Peu après, le fonds de commerce, qu’exploitait jusqu’alors la SARL en location-gérance et qui était détenu par son gérant, lui est cédé par celui-ci au prix de 850 000 €. Par acte du même jour, la SARL cède à son tour, au prix de 650 000 €, le fonds de commerce, à l'exception de la branche d'activité d'exploitation de carrières, à une société par actions simplifiée (SAS) dont le gérant de la SARL est associé minoritaire. Ces cessions ont pour effet d’appauvrir la SARL et de mettre, en fait, un terme à son activité, alors qu’elle est débitrice d’une dette d’environ 300 000 € au titre de la condamnation susmentionnée.
Dans ce contexte, l’assureur du maître d’œuvre exerce un recours subrogatoire en paiement contre la SARL, devenue insolvable, et assigne son gérant et la SAS sur le fondement de l’action paulienne.
Une discussion s’engage alors sur l’existence ou non d’une faute séparable des fonctions du gérant de la SARL de nature à engager sa responsabilité personnelle à l’égard de l’assureur.

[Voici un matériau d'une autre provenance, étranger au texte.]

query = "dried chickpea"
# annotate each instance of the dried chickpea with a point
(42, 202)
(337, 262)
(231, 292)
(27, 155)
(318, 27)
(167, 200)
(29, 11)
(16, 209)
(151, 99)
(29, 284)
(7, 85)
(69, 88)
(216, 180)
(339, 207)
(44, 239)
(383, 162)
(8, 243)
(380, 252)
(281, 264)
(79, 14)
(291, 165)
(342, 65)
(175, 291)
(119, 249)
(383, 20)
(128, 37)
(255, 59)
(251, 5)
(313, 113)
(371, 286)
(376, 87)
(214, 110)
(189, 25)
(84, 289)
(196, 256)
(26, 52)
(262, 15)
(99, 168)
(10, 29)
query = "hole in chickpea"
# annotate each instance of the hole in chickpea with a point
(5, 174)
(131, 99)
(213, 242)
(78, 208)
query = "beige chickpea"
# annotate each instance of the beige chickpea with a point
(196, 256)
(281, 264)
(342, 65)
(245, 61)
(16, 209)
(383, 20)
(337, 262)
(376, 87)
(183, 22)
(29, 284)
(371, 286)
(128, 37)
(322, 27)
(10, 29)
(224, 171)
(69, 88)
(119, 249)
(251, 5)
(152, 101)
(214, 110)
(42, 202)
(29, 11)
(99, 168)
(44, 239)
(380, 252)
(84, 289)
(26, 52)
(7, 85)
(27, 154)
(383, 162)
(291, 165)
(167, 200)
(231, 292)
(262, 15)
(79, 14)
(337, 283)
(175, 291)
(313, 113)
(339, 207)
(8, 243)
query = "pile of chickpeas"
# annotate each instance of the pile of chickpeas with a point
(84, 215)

La Cour de cassation approuve les juges d’appel d’avoir retenu l’existence d’une telle faute, dès lors qu’il ressort de leurs constatations que :
- le gérant de la SARL a fait acquérir par celle-ci une branche d'activité qu'il savait ne pouvoir être exploitée compte tenu de son état de santé dégradé, ce qui a entraîné une réduction de la trésorerie de cette société à hauteur de 200 000 euros sans réelle contrepartie,
- et qu'il a, en organisant la cession finale à la SAS du reste du fonds de commerce, que la SARL exploitait jusque-là en location-gérance, privé celle-ci de toute source de bénéfices, l'exposant ainsi sciemment au risque de ne pouvoir régler son créancier.
Remarque
un tiers ne peut engager la responsabilité personnelle d’un dirigeant qu’en établissant qu’il a commis une faute séparable de ses fonctions et qui lui soit imputable personnellement (Cass. com., 27 janv. 1998, n° 93-11.437 ; Cass. com., 20 mai 2003, n° 99-17.092), c’est à-dire une faute intentionnelle d'une particulière gravité, incompatible avec l'exercice normal des fonctions sociales (Cass. com., 20 mai 2003, préc., Cass. com., 4 nov. 2020, n° 18-19.747). En l’espèce, cette faute a été jugée établie. La solution fait écho à une précédente décision où la faute séparable d'un gérant d'une SARL a été retenue dès lors qu'il avait organisé l'insolvabilité de la société au moyen de sociétés tierces qu'il dirigeait (Cass. com., 5 févr. 2020, n° 18-19.044).